Shoulder impingement syndrome can develop due to various mechanical and biological factors:

  • Anatomical factors: A hooked or curved acromion, bone spurs (osteophytes), or calcium deposits in the tendons
  • Functional factors: Muscle imbalances around the shoulder, poor posture, or repetitive overhead activities (e.g., swimming, tennis, painting)
  • Degenerative changes: Age-related wear and tear of the tendons and joint structures
  • Traumatic causes: Previous shoulder injuries or falls

Symptoms

Common symptoms of M75.4 include:

  • Pain on the outer side of the shoulder, often radiating down the upper arm
  • Pain when raising the arm, especially between 60° and 120° of elevation (the so-called painful arc)
  • Night pain, particularly when lying on the affected side
  • Weakness and limited range of motion in the shoulder
  • Discomfort during overhead tasks or activities

Diagnosis

Diagnosis is based on a clinical examination and imaging investigations:

  • Clinical tests: The Neer sign, Hawkins-Kennedy test, and painful arc are standard provocation tests used in physical examination
  • X-ray: Assessment of bony structures and calcifications
  • Ultrasound: Visualization of tendons and the bursa
  • MRI (Magnetic Resonance Imaging): Detailed evaluation of the rotator cuff and surrounding structures

Treatment

Conservative Treatment

The majority of patients with shoulder impingement syndrome are treated conservatively:

  • Physiotherapy: Strengthening of the rotator cuff muscles, posture correction, and range-of-motion exercises
  • Pain management: Nonsteroidal anti-inflammatory drugs (NSAIDs) to relieve pain and reduce inflammation
  • Corticosteroid injections: Subacromial injections for severe or persistent symptoms
  • Activity modification: Avoiding painful movements and overhead activities during recovery
  • Extracorporeal shockwave therapy (ESWT): Particularly useful in cases with calcium deposits

Surgical Treatment

If conservative management fails after several months, surgical intervention may be considered:

  • Subacromial decompression: Arthroscopic widening of the subacromial space by removing bone or bursal tissue
  • Rotator cuff repair: If a concomitant tendon tear is present

Prognosis

Most patients recover well with appropriate treatment.

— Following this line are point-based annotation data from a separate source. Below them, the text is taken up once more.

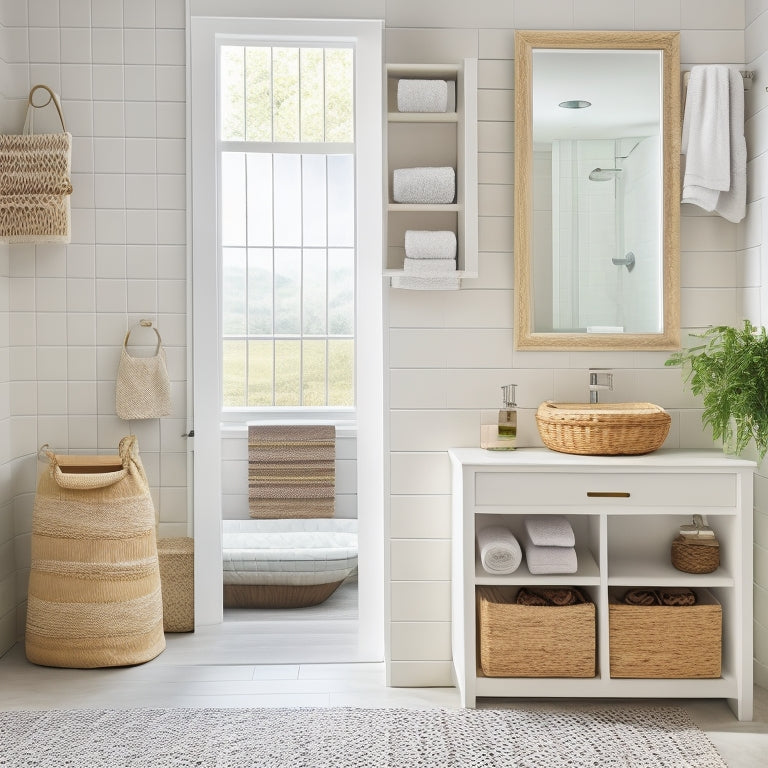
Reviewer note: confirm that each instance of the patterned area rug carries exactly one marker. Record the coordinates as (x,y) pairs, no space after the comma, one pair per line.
(355,738)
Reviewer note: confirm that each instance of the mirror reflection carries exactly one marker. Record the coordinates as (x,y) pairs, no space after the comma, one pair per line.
(596,263)
(597,174)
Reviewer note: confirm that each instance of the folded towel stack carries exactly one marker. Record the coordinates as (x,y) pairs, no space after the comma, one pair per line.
(424,185)
(549,545)
(500,551)
(426,95)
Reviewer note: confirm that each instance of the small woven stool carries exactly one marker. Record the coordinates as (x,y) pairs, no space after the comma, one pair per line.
(177,579)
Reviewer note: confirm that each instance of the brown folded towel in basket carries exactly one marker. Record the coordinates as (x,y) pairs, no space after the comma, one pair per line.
(550,596)
(665,596)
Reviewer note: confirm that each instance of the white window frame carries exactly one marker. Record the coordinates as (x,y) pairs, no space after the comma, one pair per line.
(366,36)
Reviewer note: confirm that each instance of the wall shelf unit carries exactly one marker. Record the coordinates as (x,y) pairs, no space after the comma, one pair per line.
(621,542)
(432,139)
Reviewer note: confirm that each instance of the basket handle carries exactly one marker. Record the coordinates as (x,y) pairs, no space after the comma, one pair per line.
(29,121)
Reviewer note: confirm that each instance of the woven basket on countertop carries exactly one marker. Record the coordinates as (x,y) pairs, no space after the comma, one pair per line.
(534,640)
(602,429)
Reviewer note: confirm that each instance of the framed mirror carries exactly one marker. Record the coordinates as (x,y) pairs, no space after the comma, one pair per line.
(597,190)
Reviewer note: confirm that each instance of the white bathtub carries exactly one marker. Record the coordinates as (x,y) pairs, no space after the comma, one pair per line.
(287,563)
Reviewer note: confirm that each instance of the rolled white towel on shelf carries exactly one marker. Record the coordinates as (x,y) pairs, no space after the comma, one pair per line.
(429,267)
(415,95)
(430,244)
(431,283)
(549,531)
(500,551)
(424,185)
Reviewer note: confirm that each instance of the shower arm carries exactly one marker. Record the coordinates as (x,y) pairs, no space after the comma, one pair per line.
(628,261)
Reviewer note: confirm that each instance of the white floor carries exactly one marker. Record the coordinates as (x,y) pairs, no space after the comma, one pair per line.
(239,664)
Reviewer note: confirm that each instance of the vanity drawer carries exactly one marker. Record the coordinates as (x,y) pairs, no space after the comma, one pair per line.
(600,489)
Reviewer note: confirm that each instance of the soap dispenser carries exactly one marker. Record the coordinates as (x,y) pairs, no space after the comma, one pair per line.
(502,436)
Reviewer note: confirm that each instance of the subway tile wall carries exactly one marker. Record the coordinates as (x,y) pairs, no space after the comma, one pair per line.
(449,354)
(119,67)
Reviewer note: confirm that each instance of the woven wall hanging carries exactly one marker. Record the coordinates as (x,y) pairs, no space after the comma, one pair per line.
(35,183)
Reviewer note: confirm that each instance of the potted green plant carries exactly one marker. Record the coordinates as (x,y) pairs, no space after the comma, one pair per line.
(730,371)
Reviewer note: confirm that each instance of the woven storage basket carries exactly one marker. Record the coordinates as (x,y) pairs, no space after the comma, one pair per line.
(602,429)
(531,640)
(695,557)
(94,587)
(177,576)
(660,641)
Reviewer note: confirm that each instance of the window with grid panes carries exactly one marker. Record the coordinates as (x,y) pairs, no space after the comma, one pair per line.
(287,225)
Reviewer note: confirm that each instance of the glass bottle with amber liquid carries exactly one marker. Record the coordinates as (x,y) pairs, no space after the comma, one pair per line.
(502,436)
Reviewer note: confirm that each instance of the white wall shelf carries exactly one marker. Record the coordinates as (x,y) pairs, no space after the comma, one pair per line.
(620,542)
(416,139)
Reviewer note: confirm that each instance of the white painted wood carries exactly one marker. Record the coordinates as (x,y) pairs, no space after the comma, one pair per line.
(621,542)
(434,139)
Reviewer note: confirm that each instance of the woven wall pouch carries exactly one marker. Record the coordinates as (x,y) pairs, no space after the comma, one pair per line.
(142,389)
(695,549)
(35,180)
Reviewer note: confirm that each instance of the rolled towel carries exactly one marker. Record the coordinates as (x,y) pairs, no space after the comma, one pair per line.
(556,596)
(431,283)
(549,531)
(500,551)
(429,267)
(424,185)
(430,244)
(545,560)
(423,96)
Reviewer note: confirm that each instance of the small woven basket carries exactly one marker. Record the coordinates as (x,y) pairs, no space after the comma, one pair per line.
(695,556)
(603,429)
(534,640)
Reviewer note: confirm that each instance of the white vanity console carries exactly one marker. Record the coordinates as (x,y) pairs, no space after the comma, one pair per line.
(624,511)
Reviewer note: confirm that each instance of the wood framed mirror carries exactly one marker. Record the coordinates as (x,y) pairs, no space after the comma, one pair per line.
(597,190)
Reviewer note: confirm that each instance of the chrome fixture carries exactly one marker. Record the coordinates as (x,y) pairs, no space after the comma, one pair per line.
(604,174)
(628,261)
(599,379)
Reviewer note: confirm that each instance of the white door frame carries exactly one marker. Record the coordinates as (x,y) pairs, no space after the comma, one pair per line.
(205,325)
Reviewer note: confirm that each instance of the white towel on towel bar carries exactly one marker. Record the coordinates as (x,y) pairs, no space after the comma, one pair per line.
(500,551)
(430,244)
(424,185)
(715,177)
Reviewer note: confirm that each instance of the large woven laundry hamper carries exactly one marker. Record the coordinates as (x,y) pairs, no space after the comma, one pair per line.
(94,586)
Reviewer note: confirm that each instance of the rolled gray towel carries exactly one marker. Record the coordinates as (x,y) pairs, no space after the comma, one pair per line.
(499,550)
(424,185)
(549,531)
(430,244)
(422,95)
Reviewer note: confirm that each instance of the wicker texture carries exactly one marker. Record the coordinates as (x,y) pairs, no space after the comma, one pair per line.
(695,557)
(177,577)
(603,429)
(660,641)
(94,595)
(35,184)
(532,640)
(142,389)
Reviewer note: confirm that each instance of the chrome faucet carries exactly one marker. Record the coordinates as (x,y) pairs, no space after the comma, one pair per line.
(599,378)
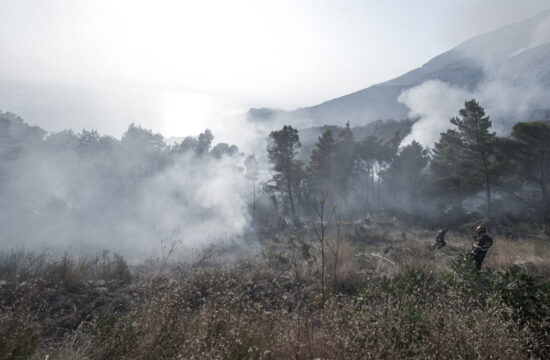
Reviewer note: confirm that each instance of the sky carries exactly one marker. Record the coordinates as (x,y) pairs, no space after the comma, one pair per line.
(178,67)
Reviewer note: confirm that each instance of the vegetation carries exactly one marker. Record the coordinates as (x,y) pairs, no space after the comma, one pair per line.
(275,306)
(337,262)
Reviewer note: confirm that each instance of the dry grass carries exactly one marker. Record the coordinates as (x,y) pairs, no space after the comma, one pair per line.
(388,294)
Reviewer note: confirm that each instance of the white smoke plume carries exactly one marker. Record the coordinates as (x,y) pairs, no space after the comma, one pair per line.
(511,88)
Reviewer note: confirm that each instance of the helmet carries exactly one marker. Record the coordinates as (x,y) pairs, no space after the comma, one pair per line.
(480,229)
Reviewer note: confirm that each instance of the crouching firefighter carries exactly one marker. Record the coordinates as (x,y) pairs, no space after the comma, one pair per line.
(482,243)
(440,239)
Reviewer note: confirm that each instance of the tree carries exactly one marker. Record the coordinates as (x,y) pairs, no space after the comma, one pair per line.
(343,160)
(529,149)
(319,169)
(281,151)
(447,167)
(477,145)
(404,175)
(371,150)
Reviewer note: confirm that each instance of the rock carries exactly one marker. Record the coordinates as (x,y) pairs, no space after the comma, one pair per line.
(527,266)
(101,290)
(51,291)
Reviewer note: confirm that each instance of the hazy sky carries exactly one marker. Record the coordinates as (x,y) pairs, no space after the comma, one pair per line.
(228,55)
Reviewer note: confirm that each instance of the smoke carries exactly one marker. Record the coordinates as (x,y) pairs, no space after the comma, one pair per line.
(433,103)
(513,62)
(85,192)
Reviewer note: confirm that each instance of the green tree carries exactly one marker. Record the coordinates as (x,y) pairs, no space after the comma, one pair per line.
(447,167)
(343,161)
(529,149)
(319,169)
(282,151)
(404,175)
(477,146)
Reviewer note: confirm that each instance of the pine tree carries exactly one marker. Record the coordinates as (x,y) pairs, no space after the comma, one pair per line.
(477,145)
(448,167)
(529,149)
(282,151)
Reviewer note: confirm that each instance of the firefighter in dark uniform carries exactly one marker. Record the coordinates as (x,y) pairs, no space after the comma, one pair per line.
(482,243)
(440,239)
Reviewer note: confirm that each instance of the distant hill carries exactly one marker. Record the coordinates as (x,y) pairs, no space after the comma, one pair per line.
(518,54)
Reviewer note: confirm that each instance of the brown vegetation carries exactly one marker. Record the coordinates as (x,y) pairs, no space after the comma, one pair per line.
(388,295)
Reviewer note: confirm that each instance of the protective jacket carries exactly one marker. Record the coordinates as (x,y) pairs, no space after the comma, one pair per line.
(481,244)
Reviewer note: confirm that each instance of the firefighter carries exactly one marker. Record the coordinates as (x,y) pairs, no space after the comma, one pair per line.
(440,239)
(482,243)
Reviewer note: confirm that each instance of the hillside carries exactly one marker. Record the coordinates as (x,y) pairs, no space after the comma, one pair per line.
(490,58)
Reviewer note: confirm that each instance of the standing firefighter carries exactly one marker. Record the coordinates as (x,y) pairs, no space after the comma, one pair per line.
(482,243)
(440,239)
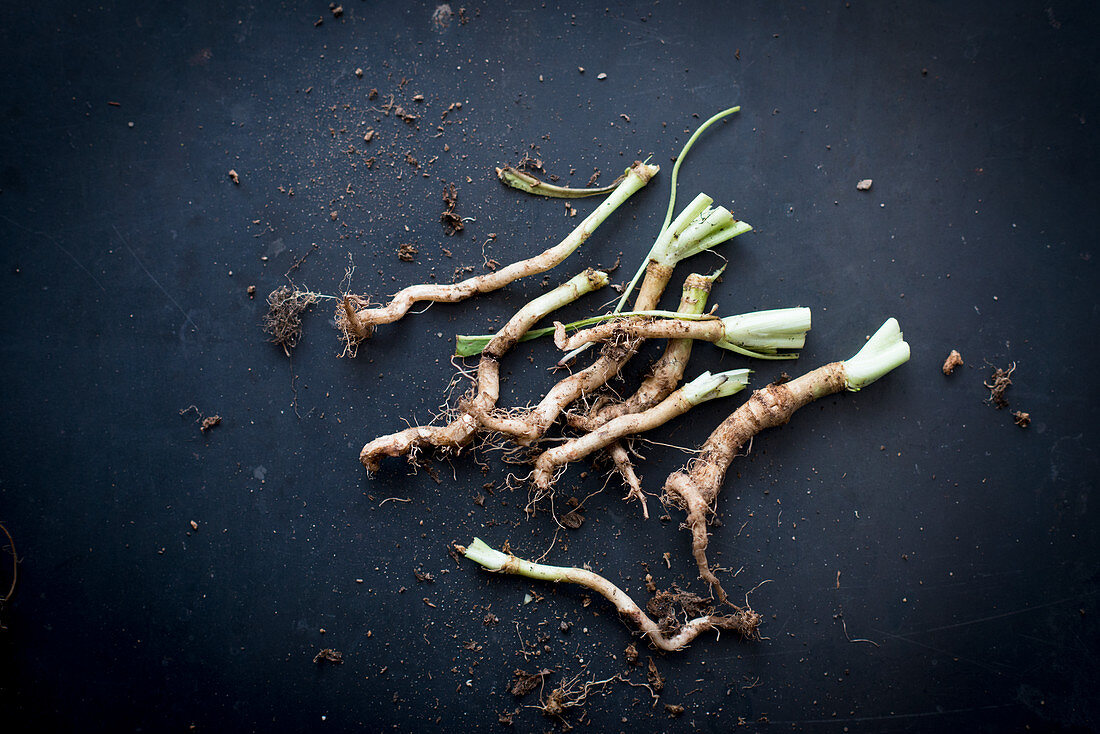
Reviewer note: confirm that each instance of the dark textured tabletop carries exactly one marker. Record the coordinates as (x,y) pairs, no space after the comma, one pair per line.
(922,563)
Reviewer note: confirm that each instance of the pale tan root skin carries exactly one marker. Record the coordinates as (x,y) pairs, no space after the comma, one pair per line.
(532,425)
(664,374)
(461,431)
(625,468)
(575,449)
(404,299)
(641,327)
(695,488)
(744,621)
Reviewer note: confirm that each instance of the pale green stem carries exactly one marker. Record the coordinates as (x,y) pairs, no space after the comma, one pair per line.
(525,182)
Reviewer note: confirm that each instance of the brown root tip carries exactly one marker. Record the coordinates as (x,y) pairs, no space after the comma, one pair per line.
(353,321)
(370,461)
(559,336)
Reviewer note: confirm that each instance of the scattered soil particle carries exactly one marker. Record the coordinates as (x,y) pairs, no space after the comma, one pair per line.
(524,682)
(441,17)
(953,361)
(573,519)
(655,678)
(329,655)
(206,423)
(999,382)
(406,117)
(452,222)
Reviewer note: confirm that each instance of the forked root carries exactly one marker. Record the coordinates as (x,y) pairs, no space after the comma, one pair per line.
(705,387)
(365,319)
(695,488)
(625,468)
(744,621)
(460,431)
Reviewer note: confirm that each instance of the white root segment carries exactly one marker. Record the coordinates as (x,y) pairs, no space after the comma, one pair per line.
(460,431)
(365,319)
(705,387)
(744,621)
(694,489)
(759,333)
(696,229)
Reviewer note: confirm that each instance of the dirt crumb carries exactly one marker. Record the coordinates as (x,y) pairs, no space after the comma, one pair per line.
(655,678)
(998,383)
(441,17)
(329,655)
(573,519)
(953,361)
(524,682)
(452,222)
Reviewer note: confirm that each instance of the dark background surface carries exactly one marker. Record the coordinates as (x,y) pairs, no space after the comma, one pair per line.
(965,546)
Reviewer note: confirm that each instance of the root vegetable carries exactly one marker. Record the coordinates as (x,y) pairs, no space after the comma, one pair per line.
(360,326)
(667,372)
(696,229)
(705,387)
(762,335)
(744,621)
(695,488)
(460,431)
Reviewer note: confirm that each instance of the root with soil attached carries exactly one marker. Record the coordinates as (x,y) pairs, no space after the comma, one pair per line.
(362,324)
(669,635)
(695,488)
(461,430)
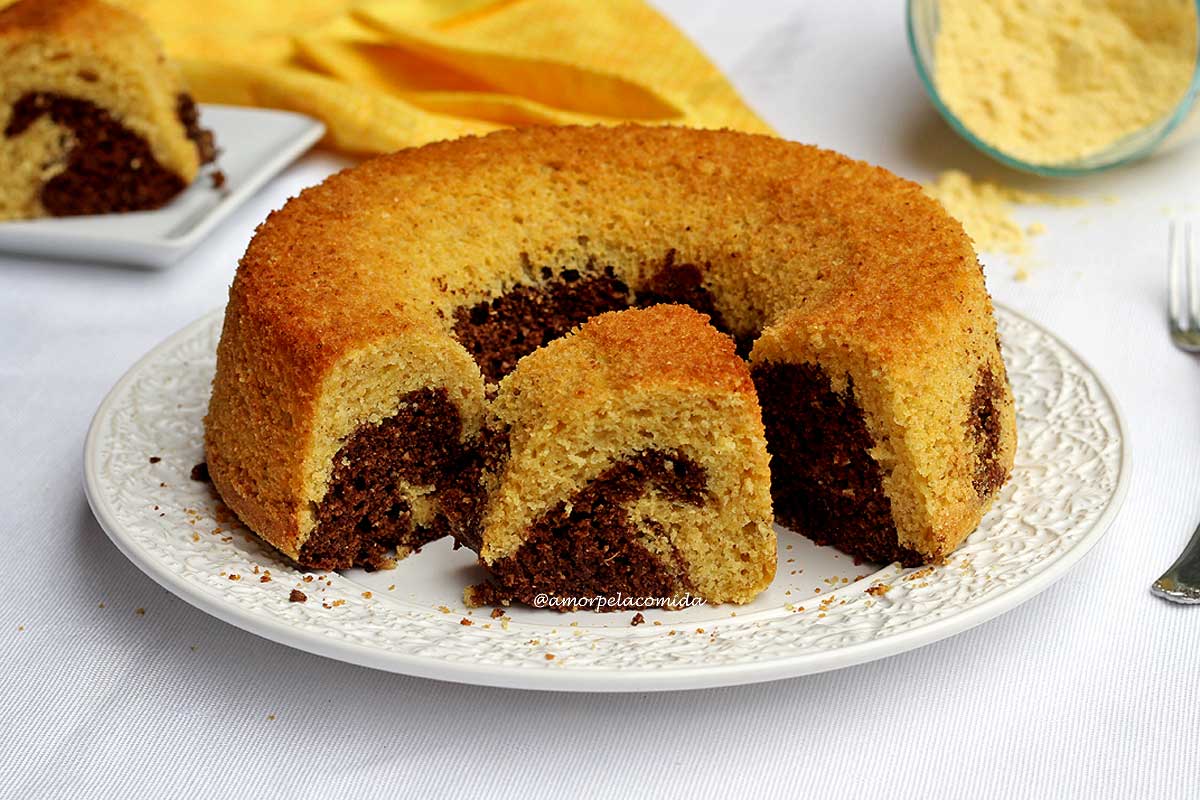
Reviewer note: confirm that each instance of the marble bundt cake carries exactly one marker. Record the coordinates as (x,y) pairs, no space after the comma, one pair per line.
(370,314)
(629,461)
(93,116)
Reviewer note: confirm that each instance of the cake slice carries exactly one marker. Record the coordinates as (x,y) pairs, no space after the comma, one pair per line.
(629,462)
(93,116)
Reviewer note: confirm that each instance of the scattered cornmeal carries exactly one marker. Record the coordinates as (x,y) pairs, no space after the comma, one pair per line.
(1055,82)
(985,210)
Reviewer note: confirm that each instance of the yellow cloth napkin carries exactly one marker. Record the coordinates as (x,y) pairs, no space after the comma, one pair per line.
(387,74)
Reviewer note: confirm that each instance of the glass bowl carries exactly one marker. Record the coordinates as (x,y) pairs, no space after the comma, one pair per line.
(1175,128)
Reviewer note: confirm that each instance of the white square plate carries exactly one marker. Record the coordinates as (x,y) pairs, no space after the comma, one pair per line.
(255,144)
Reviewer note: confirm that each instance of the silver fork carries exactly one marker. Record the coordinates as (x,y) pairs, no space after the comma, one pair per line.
(1181,583)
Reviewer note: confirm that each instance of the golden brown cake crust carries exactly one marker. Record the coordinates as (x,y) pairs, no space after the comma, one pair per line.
(93,115)
(809,254)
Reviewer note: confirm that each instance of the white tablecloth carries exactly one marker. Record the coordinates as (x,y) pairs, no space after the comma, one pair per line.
(1090,690)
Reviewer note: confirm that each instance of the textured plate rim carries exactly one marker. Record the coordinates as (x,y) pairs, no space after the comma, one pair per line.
(589,679)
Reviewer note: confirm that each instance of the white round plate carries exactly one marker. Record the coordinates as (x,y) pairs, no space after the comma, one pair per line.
(822,612)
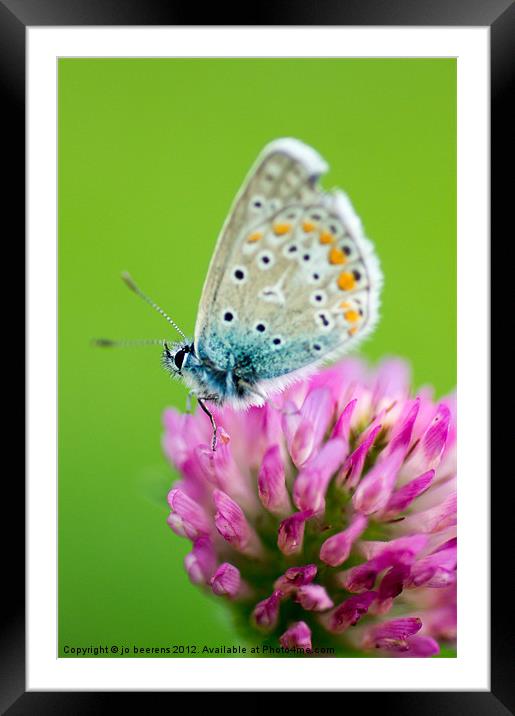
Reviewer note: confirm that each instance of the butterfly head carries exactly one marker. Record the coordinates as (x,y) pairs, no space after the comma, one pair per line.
(176,355)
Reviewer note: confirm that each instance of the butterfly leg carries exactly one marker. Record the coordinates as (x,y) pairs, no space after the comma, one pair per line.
(211,418)
(188,401)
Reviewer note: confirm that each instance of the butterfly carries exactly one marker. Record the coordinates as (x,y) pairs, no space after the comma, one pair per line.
(292,284)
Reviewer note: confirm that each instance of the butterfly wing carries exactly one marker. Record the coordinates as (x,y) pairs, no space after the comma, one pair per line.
(293,282)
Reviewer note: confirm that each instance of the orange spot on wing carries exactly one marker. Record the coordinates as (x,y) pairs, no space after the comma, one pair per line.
(336,256)
(346,281)
(326,237)
(351,316)
(282,229)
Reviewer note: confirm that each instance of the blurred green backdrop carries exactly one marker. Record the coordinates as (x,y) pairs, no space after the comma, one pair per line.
(151,154)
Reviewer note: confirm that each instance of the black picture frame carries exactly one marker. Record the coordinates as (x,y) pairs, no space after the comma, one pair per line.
(15,17)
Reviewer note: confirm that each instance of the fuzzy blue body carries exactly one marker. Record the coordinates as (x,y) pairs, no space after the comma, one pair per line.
(230,365)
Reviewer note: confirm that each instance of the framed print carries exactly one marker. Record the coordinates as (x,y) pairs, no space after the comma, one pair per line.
(288,506)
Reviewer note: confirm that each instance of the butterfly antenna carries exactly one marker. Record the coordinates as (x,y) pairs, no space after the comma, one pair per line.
(108,343)
(130,283)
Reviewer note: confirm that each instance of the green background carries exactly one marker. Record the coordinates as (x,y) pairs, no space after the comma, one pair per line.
(151,154)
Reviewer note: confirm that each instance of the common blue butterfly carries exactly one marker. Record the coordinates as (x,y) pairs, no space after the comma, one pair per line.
(292,284)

Early diagnosis and consistent physiotherapy are key to a successful outcome. Recurrence can be minimized through targeted muscle training and ergonomic adjustments at work and during sport.

References

  1. World Health Organization (WHO): ICD-10 Classification of Diseases, Version 2019 – Code M75.4 Impingement syndrome of shoulder.
  2. Diercks R et al. – Guideline for diagnosis and treatment of subacromial pain syndrome. Acta Orthopaedica, 2014; 85(3): 314–322.
  3. Koester MC, George MS, Kuhn JE – Shoulder impingement syndrome. American Journal of Medicine, 2005; 118(5): 452–455.